「ヒト」にこだわるダイキン 韓国・台湾勢に負けない“日本式経営” (2/3ページ)

2012.9.17 18:10

グッドマン社の買収会見で握手を交わすダイキン工業の井上礼之会長(左)と、グッドマン社のデイビッド・エル・スウィフト社長=8月29日、大阪市北区(志儀駒貴撮影)

グッドマン社の買収会見で握手を交わすダイキン工業の井上礼之会長(左)と、グッドマン社のデイビッド・エル・スウィフト社長=8月29日、大阪市北区(志儀駒貴撮影)【拡大】

 人材育成の点でも、国内と国外に違いははない。2年に1度、技術力を競う社内の技能オリンピックを日本で開催しているが、2010年は参加者117人のうち約半分の56人が海外からだった。

 「日本から技術者を送り込むのでなく、海外は海外で自立することを目指してほしい」(広報担当者)。

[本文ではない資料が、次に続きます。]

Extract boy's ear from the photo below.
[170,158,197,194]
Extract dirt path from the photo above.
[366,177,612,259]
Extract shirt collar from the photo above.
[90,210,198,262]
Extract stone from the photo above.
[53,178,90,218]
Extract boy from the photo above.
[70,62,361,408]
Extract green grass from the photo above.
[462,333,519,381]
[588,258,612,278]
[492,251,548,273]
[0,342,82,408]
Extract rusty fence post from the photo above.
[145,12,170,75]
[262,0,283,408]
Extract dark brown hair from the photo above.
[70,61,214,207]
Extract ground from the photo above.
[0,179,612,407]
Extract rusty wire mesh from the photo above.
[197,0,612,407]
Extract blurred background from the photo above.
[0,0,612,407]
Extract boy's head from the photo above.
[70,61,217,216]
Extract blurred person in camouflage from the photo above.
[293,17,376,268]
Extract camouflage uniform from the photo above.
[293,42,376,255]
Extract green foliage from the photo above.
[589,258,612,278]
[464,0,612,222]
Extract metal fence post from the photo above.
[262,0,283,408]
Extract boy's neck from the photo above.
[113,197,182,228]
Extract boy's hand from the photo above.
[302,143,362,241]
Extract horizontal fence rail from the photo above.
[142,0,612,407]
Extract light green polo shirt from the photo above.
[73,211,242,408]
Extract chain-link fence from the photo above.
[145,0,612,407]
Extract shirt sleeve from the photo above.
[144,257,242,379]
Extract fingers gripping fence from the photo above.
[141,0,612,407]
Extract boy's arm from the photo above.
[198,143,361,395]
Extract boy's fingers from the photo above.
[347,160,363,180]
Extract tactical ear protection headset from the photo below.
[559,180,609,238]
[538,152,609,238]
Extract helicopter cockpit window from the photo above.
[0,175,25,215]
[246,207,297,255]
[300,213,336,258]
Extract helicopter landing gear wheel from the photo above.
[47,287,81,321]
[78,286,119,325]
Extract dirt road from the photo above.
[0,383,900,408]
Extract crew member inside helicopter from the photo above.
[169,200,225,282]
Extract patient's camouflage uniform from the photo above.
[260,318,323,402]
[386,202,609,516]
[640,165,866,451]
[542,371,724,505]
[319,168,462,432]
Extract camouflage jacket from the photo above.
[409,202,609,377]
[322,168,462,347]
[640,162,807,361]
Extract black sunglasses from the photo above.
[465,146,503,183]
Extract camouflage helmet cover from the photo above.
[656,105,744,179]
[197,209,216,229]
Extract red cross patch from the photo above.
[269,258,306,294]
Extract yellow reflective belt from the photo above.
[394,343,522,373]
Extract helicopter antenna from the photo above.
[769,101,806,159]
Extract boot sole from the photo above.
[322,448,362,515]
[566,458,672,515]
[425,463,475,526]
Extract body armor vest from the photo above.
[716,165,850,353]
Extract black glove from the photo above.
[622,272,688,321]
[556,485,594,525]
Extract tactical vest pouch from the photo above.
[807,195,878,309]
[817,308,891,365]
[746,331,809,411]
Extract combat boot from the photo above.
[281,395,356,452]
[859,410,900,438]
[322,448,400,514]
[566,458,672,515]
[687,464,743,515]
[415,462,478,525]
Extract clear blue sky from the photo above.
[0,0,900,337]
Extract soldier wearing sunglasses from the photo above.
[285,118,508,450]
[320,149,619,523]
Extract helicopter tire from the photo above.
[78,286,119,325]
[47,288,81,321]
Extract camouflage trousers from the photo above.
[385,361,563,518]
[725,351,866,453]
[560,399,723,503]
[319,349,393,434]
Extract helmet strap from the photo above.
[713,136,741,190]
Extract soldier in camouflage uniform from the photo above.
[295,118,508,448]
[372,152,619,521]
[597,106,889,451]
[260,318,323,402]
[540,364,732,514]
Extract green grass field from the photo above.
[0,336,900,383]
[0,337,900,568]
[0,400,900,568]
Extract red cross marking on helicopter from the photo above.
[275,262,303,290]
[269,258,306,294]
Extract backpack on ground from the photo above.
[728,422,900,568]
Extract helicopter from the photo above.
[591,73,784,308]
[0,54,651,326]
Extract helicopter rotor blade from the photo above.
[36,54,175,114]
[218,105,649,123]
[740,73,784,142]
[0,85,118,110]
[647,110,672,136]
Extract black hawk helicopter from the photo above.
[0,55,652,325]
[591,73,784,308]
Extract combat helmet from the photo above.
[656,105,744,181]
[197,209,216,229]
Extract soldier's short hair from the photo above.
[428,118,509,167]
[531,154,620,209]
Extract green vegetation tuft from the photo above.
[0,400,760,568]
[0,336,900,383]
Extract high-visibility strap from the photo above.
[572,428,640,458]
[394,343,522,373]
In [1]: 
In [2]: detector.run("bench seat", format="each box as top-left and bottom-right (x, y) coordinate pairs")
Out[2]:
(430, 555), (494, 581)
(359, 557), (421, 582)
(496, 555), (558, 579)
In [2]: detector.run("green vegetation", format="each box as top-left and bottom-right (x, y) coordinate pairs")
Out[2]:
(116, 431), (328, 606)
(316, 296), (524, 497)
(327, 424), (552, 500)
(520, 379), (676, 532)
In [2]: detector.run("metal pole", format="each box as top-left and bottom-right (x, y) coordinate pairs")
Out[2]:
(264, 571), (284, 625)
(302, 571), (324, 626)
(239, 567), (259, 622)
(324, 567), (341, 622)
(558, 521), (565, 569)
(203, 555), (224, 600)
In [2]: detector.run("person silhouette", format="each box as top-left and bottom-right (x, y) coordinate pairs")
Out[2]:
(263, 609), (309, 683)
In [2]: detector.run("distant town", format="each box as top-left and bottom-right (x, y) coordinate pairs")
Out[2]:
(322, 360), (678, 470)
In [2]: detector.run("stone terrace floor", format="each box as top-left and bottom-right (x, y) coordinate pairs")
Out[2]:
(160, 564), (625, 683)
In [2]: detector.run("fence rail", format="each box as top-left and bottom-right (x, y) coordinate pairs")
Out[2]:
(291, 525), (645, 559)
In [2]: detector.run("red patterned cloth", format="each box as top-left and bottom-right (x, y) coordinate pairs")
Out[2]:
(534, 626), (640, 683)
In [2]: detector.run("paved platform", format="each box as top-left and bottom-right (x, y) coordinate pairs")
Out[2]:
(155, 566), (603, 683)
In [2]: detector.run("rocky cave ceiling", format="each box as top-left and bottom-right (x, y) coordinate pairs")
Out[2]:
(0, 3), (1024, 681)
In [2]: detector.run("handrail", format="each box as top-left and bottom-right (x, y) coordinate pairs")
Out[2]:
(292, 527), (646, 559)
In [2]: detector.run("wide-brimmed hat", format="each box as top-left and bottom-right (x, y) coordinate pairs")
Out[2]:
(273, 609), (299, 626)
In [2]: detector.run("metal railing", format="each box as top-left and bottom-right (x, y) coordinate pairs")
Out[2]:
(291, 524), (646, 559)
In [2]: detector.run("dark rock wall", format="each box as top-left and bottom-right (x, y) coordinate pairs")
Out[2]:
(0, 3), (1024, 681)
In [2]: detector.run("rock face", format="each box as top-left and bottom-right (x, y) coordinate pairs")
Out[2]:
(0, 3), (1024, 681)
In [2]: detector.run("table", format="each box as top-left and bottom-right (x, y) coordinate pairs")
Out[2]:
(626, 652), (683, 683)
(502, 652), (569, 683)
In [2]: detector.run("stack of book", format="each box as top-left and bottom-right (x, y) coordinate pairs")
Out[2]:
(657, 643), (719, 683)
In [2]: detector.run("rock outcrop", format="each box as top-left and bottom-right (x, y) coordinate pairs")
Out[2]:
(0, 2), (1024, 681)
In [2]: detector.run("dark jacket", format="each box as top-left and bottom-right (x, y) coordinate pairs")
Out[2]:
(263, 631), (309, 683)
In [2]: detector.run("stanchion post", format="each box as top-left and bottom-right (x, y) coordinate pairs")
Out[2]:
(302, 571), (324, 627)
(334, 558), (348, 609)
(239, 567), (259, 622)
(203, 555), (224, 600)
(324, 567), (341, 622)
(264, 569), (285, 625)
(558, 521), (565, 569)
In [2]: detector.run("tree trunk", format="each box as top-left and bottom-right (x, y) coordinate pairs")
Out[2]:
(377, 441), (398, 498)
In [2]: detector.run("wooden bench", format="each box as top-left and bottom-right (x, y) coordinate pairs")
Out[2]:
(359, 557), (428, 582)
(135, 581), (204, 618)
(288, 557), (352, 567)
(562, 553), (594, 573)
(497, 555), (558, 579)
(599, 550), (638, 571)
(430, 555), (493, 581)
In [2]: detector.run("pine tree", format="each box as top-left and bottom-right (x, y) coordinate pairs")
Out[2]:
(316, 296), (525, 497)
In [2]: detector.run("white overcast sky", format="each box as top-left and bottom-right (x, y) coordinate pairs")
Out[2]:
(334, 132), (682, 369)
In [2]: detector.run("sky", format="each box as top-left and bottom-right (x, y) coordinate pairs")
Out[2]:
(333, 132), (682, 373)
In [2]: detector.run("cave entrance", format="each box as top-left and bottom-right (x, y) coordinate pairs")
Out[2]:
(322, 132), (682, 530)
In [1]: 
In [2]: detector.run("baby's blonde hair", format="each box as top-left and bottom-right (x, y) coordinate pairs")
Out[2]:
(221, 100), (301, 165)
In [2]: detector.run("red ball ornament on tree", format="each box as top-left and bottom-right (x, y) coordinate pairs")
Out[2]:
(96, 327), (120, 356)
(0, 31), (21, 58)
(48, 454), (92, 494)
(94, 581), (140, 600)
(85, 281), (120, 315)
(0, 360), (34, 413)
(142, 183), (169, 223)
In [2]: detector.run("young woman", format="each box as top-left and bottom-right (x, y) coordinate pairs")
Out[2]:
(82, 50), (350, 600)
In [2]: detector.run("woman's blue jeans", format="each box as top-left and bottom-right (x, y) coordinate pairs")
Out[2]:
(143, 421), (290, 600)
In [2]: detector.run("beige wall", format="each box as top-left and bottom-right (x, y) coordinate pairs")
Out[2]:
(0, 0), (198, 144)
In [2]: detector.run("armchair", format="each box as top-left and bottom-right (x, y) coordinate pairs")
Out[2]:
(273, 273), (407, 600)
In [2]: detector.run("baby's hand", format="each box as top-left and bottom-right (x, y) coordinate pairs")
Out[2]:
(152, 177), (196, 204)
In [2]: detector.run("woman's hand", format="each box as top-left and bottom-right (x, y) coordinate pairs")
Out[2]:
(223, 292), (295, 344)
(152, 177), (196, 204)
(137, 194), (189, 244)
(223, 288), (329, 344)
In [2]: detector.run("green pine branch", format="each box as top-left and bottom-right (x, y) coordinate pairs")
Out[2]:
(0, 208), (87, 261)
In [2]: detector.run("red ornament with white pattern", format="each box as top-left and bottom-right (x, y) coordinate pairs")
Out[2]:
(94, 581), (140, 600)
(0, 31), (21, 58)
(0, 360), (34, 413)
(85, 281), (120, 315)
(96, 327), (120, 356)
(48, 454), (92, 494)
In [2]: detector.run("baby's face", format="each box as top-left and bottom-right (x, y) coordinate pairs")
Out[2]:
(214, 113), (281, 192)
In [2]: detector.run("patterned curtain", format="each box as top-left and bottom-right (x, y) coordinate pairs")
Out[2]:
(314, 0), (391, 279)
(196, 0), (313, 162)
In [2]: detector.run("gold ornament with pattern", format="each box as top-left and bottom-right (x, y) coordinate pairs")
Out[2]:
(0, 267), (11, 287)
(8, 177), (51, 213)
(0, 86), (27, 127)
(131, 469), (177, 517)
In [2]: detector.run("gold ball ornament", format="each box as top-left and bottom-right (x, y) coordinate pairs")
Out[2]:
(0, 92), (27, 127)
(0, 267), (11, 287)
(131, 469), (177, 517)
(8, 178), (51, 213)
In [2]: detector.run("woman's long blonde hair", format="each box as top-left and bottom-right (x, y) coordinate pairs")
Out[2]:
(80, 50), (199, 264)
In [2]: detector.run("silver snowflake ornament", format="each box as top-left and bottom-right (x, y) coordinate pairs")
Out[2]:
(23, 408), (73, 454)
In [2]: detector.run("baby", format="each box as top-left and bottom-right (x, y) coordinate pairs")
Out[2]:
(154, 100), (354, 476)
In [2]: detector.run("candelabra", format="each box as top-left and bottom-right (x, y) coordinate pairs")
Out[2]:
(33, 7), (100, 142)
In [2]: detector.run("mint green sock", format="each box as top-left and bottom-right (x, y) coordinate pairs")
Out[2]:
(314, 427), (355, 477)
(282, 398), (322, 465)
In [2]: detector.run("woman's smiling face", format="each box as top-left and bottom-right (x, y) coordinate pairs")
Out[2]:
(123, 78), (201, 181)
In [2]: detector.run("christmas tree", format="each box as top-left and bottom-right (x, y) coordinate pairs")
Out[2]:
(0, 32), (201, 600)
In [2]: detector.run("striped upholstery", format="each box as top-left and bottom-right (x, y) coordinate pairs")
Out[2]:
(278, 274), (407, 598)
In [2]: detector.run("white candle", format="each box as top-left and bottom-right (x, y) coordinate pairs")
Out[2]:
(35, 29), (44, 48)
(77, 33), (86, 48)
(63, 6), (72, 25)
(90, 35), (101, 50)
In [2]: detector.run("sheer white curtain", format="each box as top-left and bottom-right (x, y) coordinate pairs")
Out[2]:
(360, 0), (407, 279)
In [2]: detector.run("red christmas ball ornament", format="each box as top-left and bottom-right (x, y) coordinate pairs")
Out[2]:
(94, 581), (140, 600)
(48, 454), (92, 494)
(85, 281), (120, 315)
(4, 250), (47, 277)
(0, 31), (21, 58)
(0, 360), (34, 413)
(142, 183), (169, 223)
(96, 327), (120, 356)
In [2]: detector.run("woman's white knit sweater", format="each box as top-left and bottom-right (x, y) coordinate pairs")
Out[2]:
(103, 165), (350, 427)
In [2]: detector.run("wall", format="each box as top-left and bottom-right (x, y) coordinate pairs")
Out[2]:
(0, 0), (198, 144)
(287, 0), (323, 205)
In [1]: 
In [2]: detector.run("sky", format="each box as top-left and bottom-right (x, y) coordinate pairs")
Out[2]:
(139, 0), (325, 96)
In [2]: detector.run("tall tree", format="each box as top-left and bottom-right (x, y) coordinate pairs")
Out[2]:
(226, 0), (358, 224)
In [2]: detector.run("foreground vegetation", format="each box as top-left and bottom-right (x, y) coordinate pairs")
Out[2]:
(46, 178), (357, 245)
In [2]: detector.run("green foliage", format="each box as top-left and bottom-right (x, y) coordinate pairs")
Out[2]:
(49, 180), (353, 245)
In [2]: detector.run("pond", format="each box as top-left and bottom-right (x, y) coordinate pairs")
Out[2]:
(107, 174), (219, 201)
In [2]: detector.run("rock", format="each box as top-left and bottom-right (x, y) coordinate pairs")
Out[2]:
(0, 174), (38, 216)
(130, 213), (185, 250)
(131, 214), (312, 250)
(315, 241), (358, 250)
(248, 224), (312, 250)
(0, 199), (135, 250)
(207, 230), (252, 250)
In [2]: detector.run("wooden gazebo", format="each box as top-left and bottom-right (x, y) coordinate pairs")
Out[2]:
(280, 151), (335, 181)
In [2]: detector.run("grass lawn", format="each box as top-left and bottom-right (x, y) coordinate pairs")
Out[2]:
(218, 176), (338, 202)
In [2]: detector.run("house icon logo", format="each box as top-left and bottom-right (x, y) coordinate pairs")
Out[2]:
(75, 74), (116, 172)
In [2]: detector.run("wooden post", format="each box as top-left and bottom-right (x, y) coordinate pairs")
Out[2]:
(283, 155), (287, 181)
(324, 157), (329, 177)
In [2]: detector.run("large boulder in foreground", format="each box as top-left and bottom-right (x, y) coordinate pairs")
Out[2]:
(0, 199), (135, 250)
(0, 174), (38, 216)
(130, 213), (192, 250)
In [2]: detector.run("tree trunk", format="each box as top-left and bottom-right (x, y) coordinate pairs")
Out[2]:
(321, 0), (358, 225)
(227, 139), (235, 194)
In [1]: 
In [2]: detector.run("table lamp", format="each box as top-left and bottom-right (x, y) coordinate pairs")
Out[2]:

国内と同じように海外の人材も、積極的に育成することが企業の総合的な技術力向上につながっている。

 人事方針にも人を重視する経営が現れる。人間関係が原因でくすぶっている人材がいれば、海外の拠点に出す。田谷野憲副社長も日本の営業マンだったころ、当時の上司との折り合いが悪く、社内で「中国に派遣させてみよう」ということになった。この人事部の方針が的中し、今は中国担当のトップとして社員らをまとめる立場にあるという。

 一般的に製造業の入社3年目の離職率は約1割。これに対し、ダイキンでは人重視の経営を実践することで離職率は約3%にとどまっている。